De ambtenarensalarissen kelderden
tussen 1932 en 1936 met zo'n 30 procent,
dé lonen in het bedrijfsleven circa 15
procent. Plezierig was dit uiteraard niet,
maar tegenover de aanpassing van de
salarissen stond een overeenkomstige
prijsdaling, zodat men er volgens de'
rekenmeesters in koopkracht niet op
achteruit ging. Andere cijferaars
kwamen tot andere uitkomsten. Een feit
is, dat in 1933 de lonen sneller daalden
dan de prijzen-. Aanpassen, werd
opnieuw geroepen, de
concurrentiekracht van Nederland als
exportland moet worden hersteld. Op de
kruiser „De Zeven Provinciën" brak
muiterij uit vanwege dat aanpassen...
De achtereenvolgende kabinetten
hadden het er maar moeilijk mee. Er
werd geroepen om een sterke man en
die zag men in dr. Hendrik Colijn, die in
1933 minister-president werd van een
kabinet van confessionelen en liberalen.
Hij pakte de zaken krachtig aan, wat
hem lang niet door iedereen in dank
werd afgenomen.
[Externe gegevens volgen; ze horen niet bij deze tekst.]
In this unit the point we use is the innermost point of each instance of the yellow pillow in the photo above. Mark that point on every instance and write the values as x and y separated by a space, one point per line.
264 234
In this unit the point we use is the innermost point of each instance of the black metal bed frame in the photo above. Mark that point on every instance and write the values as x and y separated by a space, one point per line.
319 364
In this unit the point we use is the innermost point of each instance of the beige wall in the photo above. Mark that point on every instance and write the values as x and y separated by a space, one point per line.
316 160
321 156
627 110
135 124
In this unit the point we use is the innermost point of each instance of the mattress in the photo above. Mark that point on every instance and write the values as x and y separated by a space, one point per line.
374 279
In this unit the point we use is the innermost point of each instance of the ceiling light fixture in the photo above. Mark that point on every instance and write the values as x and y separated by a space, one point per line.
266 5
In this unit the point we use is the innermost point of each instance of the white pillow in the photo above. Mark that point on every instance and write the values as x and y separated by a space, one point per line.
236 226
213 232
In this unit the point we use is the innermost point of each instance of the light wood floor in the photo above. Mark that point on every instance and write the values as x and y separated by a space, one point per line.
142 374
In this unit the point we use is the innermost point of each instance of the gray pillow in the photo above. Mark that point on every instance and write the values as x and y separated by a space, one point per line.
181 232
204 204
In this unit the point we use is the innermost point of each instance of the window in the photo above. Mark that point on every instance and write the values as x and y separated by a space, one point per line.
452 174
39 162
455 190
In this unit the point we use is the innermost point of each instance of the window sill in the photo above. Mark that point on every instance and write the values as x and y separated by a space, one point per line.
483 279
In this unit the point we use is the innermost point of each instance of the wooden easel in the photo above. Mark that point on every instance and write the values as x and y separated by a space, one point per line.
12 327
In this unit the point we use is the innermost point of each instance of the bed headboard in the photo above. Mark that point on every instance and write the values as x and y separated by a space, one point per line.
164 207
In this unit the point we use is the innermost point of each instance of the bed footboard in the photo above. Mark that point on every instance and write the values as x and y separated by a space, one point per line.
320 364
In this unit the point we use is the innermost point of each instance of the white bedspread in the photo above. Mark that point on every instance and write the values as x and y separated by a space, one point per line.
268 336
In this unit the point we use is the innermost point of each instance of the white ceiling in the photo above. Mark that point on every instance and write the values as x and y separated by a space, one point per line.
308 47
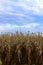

Eerder had hij, de
kampioen van de vrijhandel, ermee
moeten instemmen dat ook Nederland
importbarrières ging opwerpen, in 1936
moest hij een ander troetelkind, de
goudstandaard, loslaten en tot
devaluatie besluiten. En op Sociale
Zaken kwam Romme, die de
werkloosheid te lijf wilde gaan met
werkkampen.
In 1936 raakten crisis en werkloosheid
over hun hoogtepunten heen en ging
Nederland tot aan de Tweede
Wereldoorlog weer bergopwaarts. Maar
de beklemmende herinnering bleef en
beïnvloedde ook na 1945 nog lang het
handelen van leidinggevenden. We
herinneren ons een minister van
wederopbouw (In 't Veld), die ondanks
een gigantische woningnood de
nieuwbouw temperde uit angst voor
nieuwe werkloosheid in de bouw. We
herinneren ons een vakbondsman
(Roemers), dié geen hoge looneisen
durfde stellen, bang als hij was dat
werkloosheid, die hij van huis uit had
gekend, er het gevolg van zou kunnen
zijn. En dit alles ondanks het feit, dat
economen die de vooroorlogse
ontwikkelingen haarfijn hadden
geanalyseerd, de verzekering gaven dat
men thans over voldoende inzicht en
instrumenten beschikte om herhaling
van de jaren dertig te voorkomen. „Dit
kan niet opnieuw gebeuren", riepen ze in
koor. Thans, aan de vooravond van de
jaren tachtig, weten we wel beter...
Dagelijks stonden de werklozen in weer en wind in de rij. Was het niet voor een stempel, dan was het voor gratis voedsel.